The situation in Nigeria seems to be the same as in 1943 America when children with autism were thought to be schizophrenic, mentally retarded, and when maternal deprivation and spiritual causation held sway as explanations for etiology. In many parts of the country, particularly in rural areas, persons with autism and disabilities are thought to be possessed and evil.

The level of awareness about autism is pathetically low. There is a little bit of awareness amongst the medical community, but mostly to the extent that they know the symptoms and manifestations of “infantile autism”. Majority do not know that autism spectrum disorders have forms (e.g regressive autism), some don’t believe the condition is treatable and nearly 70% have no clue as to where to refer cases and or what to do even when sure about a diagnosis. We still have medical doctors who say that autism is rare, foreign and “oyibo” wahala (white man’s problem).

Many children in Nigeria with autism are either not diagnosed or misdiagnosed. They either end up being hidden at home or “lucky” to be clubbed with the deaf, dumb or mentally retarded children. In rural area where there are no psychiatric hospitals, majority end up on the streets as insane fellows.

The legal framework necessary to support individuals with autism is another deficit area. The trend in most parts of the world is that “No child should be left behind”, “Every disabled child matters”, “No exclusion”, “free basic education to all”. However, the narrative in Nigeria is such that one may get the impression that society and the government are saying, “Autistic children are hopeless economic liabilities or you must be deaf, blind or physically handicapped to deserve any support”.

There is no recognition of autism as a disability and nothing; absolutely nothing is available to meet the needs of those with the condition.

The worst hit are millions of families in the rural areas where there is hardly any school for typical children talk less of facilities for challenged ones.

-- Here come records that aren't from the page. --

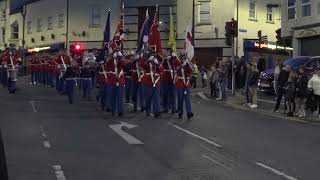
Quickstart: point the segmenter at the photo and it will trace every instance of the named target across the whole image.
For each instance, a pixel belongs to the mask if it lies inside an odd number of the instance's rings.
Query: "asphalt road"
[[[67,104],[53,89],[0,88],[10,180],[317,180],[320,126],[194,98],[181,123]]]

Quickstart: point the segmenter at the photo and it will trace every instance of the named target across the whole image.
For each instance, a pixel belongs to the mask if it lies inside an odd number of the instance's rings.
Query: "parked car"
[[[7,170],[6,156],[5,156],[1,131],[0,131],[0,179],[8,180],[8,170]]]
[[[283,65],[290,65],[295,71],[299,69],[301,65],[306,67],[306,72],[311,77],[316,71],[320,70],[320,56],[309,57],[297,57],[287,59],[283,62]],[[267,69],[260,74],[258,88],[260,91],[273,93],[274,92],[274,69]]]

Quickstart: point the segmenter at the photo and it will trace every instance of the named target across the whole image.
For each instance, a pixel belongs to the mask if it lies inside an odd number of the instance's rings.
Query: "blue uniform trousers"
[[[131,78],[126,77],[126,103],[130,103],[130,99],[131,99],[131,88],[132,88],[132,81]]]
[[[12,81],[11,78],[8,78],[8,91],[10,93],[15,92],[17,90],[16,81]]]
[[[68,100],[70,104],[74,103],[74,93],[76,87],[76,79],[67,79],[66,80],[66,92],[68,95]]]
[[[144,85],[144,95],[146,99],[146,114],[151,113],[151,106],[153,113],[160,113],[160,87],[153,87]]]
[[[92,90],[92,81],[91,78],[82,79],[81,88],[84,98],[90,98]]]
[[[110,99],[111,112],[123,113],[123,86],[109,85],[110,94],[108,98]],[[110,95],[110,96],[109,96]]]
[[[145,109],[144,104],[144,96],[143,96],[143,87],[141,82],[132,82],[132,101],[133,101],[133,109],[137,111],[138,108],[138,97],[140,103],[140,109]]]
[[[187,114],[192,113],[190,92],[191,92],[190,88],[177,89],[179,114],[183,114],[183,106],[184,105],[185,105]]]
[[[163,83],[163,108],[165,111],[171,109],[176,111],[176,87],[173,83]]]

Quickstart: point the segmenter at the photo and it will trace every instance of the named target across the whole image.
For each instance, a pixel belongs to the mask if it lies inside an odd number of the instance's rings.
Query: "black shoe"
[[[163,113],[168,113],[169,111],[167,109],[163,110],[162,111]]]
[[[187,115],[188,120],[190,120],[193,116],[194,116],[193,113],[189,113],[189,114]]]

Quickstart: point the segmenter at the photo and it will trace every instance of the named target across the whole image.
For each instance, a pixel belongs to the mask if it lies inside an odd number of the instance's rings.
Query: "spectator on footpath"
[[[216,98],[217,101],[221,101],[225,98],[226,96],[226,62],[225,61],[220,61],[219,62],[219,67],[217,68],[218,72],[218,97]]]
[[[194,64],[192,68],[192,77],[191,77],[191,85],[193,88],[197,88],[198,73],[199,73],[198,66]]]
[[[204,66],[202,66],[201,67],[202,88],[206,88],[207,87],[207,80],[208,80],[207,69]]]
[[[296,73],[291,71],[287,83],[285,83],[285,101],[289,107],[287,116],[293,117],[295,112],[295,95],[296,95]]]
[[[280,60],[277,60],[276,62],[276,66],[274,68],[274,81],[273,81],[273,88],[274,88],[274,92],[276,93],[276,96],[278,94],[278,77],[280,74],[281,69],[283,68],[282,63],[280,62]]]
[[[278,90],[277,102],[276,102],[276,106],[273,110],[274,112],[278,112],[278,110],[279,110],[282,97],[285,93],[284,86],[288,82],[290,72],[291,72],[291,66],[286,65],[286,67],[283,70],[281,70],[279,73],[278,86],[277,86],[277,90]]]
[[[308,75],[305,72],[305,67],[299,67],[299,73],[296,84],[296,105],[299,117],[306,117],[305,104],[308,94]]]
[[[250,74],[251,74],[251,71],[252,71],[252,68],[251,68],[251,63],[246,63],[246,71],[245,71],[245,85],[244,85],[244,95],[245,95],[245,98],[246,98],[246,104],[244,106],[248,106],[250,107],[252,105],[252,97],[251,97],[251,94],[250,94],[250,91],[249,91],[249,80],[250,80]]]
[[[248,88],[249,88],[249,97],[251,100],[249,102],[252,102],[250,105],[250,108],[255,109],[258,107],[258,81],[259,81],[259,70],[257,68],[256,64],[253,64],[251,66],[251,73],[249,75],[249,81],[248,81]]]
[[[230,59],[226,62],[226,86],[228,90],[232,89],[232,62]]]
[[[217,72],[217,68],[215,67],[215,65],[211,66],[211,72],[210,72],[210,76],[209,76],[209,81],[210,81],[210,94],[211,97],[217,97],[217,79],[218,79],[218,72]]]
[[[318,103],[318,116],[320,119],[320,71],[312,76],[308,82],[308,88],[313,90]]]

Because there is no welfare programme in Nigeria in terms of Government funding for the special educational and professional services needed by these children, the burden is on parents. The few affluent ones prefer to send their children abroad. If they must reside in Nigeria, they prefer to bring in experts from South Africa, USA, UK and so on who would work with their children ALONE! Often times, the cost of bringing in such experts would otherwise be more than sufficient to train 30 local therapists.

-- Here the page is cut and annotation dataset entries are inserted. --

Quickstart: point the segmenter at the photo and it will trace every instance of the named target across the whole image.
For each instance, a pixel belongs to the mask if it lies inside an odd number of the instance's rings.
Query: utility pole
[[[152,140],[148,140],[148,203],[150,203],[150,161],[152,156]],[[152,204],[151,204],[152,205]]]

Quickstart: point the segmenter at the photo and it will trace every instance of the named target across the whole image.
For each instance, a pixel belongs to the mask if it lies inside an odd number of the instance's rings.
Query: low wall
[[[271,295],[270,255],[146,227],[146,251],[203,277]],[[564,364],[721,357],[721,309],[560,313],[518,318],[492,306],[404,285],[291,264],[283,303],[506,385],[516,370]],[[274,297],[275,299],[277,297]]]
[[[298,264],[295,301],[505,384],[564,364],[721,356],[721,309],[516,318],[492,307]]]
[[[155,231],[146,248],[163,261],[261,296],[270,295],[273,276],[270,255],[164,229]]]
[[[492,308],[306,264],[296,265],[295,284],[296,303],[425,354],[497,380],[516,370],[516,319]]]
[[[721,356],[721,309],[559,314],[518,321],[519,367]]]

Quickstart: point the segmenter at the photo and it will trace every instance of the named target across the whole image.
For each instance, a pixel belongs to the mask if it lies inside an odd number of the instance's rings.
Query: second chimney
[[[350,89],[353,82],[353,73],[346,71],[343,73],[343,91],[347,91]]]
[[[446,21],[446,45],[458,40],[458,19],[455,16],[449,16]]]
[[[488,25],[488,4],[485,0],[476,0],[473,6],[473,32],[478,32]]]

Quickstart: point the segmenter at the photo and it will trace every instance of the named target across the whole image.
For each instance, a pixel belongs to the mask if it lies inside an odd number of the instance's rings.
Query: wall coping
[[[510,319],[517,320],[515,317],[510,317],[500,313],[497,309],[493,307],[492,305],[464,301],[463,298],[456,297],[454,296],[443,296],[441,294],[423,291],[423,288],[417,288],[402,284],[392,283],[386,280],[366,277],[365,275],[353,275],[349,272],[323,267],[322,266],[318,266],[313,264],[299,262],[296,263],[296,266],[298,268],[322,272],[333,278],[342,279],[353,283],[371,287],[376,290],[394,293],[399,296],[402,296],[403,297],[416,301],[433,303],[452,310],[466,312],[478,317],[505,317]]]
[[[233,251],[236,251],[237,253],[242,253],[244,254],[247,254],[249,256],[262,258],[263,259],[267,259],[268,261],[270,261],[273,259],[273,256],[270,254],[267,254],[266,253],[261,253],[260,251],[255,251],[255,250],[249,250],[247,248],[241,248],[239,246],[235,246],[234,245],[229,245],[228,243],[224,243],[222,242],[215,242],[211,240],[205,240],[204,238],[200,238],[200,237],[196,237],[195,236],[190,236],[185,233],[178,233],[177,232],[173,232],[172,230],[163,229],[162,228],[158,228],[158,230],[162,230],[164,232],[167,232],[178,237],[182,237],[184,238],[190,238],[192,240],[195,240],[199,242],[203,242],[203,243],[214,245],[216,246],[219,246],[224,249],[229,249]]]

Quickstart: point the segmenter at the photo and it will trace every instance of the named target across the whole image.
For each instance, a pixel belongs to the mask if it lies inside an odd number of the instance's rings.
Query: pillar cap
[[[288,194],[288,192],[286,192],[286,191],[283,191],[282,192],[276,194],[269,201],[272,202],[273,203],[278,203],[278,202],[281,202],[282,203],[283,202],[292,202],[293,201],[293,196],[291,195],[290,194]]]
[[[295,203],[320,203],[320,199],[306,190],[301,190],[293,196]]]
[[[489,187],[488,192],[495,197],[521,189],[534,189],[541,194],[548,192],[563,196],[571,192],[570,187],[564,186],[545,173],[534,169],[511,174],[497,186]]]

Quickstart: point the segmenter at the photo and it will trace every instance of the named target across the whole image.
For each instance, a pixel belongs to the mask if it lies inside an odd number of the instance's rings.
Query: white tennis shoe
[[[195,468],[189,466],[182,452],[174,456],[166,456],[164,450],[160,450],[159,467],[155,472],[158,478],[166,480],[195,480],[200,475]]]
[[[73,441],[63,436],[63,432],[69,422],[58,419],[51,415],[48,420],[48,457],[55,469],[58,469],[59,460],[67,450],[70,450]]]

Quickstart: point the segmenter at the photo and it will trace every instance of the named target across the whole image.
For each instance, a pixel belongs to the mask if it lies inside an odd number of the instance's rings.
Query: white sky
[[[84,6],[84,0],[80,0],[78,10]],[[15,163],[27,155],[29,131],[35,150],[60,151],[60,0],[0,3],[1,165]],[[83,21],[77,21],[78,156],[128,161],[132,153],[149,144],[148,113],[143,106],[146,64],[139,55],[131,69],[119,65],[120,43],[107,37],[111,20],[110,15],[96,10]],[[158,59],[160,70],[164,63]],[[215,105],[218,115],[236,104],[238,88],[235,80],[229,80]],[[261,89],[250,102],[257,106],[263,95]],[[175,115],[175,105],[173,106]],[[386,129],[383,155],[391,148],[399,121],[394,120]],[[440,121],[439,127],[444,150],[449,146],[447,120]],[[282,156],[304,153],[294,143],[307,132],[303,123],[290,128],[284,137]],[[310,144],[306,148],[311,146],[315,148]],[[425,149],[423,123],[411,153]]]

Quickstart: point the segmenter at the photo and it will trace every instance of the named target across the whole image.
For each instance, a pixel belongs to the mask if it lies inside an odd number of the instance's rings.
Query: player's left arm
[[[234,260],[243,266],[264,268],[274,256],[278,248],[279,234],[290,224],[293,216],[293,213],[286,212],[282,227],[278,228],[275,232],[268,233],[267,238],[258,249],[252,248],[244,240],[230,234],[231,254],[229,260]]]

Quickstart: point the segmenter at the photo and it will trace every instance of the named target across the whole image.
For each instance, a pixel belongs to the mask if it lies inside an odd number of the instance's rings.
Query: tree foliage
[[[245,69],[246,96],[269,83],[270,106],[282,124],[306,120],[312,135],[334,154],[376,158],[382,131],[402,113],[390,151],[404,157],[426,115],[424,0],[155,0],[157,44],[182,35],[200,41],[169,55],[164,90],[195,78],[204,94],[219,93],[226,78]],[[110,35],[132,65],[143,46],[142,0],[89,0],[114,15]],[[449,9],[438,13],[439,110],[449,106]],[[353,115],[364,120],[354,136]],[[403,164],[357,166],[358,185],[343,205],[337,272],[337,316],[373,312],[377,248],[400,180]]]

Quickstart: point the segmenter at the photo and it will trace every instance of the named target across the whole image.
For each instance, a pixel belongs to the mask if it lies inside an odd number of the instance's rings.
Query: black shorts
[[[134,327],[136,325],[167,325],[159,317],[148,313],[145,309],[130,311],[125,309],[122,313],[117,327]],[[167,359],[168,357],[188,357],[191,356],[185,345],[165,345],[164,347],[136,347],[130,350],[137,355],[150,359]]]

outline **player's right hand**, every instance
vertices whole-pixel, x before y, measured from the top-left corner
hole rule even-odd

The world’s most influential autism associations like Autism society of America couldn’t have succeeded were parents not actively involved. The IDEA (individual with Disabilities Education Act) was a product of intensive parents’ network and campaign. In Nigeria, efforts at forming viable parents group and professional groups are constantly being muffled by greed and class ego.

Nevertheless, Autism Associates and other likeminded groups appear serious about making a difference and we believe that there is hope for the over 190,000 children in the country who are yet to be diagnosed.

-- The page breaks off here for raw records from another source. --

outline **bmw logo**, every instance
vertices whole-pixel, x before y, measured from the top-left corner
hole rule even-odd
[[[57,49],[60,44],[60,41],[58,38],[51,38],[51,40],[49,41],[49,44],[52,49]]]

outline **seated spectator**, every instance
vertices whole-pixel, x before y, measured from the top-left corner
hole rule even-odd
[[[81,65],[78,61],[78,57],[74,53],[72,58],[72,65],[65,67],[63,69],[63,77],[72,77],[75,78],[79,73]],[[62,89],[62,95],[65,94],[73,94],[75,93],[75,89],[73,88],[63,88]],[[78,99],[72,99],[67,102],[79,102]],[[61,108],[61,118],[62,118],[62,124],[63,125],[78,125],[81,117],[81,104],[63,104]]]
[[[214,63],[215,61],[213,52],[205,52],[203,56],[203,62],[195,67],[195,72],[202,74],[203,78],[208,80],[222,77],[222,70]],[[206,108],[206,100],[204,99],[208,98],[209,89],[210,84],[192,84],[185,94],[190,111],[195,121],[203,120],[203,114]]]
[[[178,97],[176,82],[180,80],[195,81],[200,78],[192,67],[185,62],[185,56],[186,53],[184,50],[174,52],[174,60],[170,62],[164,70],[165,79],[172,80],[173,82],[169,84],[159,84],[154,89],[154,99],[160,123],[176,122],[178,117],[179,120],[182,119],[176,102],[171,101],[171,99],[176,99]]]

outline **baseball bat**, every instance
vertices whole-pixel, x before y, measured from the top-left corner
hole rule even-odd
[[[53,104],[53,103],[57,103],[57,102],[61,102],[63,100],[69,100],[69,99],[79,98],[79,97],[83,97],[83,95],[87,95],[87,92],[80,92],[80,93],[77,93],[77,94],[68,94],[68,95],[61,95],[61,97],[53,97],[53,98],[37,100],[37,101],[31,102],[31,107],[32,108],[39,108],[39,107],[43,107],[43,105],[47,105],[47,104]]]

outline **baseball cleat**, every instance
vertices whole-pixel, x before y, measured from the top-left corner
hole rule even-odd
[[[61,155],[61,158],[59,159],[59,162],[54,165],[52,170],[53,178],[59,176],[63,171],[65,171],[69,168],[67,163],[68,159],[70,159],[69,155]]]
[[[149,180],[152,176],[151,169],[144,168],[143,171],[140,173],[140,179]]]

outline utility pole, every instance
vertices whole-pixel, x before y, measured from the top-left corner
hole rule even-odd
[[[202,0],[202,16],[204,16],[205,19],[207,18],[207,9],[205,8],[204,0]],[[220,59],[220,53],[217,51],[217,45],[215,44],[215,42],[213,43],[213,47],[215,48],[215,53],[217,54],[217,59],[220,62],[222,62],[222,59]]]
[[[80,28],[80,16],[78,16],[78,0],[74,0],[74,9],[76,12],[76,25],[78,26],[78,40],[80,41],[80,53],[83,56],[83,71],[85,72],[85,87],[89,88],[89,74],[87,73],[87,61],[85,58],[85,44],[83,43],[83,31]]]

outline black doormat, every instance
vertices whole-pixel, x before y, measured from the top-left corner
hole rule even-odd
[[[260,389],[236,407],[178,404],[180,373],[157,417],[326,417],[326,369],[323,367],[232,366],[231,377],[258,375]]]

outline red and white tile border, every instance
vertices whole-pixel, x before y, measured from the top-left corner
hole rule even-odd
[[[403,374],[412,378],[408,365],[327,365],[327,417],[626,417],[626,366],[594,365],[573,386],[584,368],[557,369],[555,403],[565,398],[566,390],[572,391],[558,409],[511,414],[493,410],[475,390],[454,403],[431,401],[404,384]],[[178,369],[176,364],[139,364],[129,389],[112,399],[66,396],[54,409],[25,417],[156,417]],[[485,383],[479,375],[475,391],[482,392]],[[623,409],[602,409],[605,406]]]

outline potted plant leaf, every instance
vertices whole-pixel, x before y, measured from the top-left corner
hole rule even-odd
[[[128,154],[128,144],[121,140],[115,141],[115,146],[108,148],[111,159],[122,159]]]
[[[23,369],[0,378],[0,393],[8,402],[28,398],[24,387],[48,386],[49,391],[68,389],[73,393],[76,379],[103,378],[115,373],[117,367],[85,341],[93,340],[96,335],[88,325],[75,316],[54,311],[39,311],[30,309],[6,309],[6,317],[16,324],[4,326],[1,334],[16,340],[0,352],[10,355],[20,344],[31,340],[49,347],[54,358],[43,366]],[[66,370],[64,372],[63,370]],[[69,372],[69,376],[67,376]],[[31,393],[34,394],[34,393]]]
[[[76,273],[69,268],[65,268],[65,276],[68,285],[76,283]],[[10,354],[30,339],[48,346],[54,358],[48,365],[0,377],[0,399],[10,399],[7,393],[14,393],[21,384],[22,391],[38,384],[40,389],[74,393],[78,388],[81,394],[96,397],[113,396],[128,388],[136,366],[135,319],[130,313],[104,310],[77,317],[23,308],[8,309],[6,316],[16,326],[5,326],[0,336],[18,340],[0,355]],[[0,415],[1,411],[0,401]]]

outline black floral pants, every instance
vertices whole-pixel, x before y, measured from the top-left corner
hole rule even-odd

But the government can do more in ensuring an all-inclusive society for autistic individuals through establishments of specialized schools for them and provide occupational therapist in public schools, health care coverage for individuals with autism and a change in the educational curriculum to accommodate their peculiar needs.

And in line with the theme for the world Autism awareness day 2019 which says, “Assistive Technologies, Active Participation”, we need to focus on what kind of assistive technology can be produced or provided to improve the participation of children and adults with autism to foster inclusiveness in Nigeria.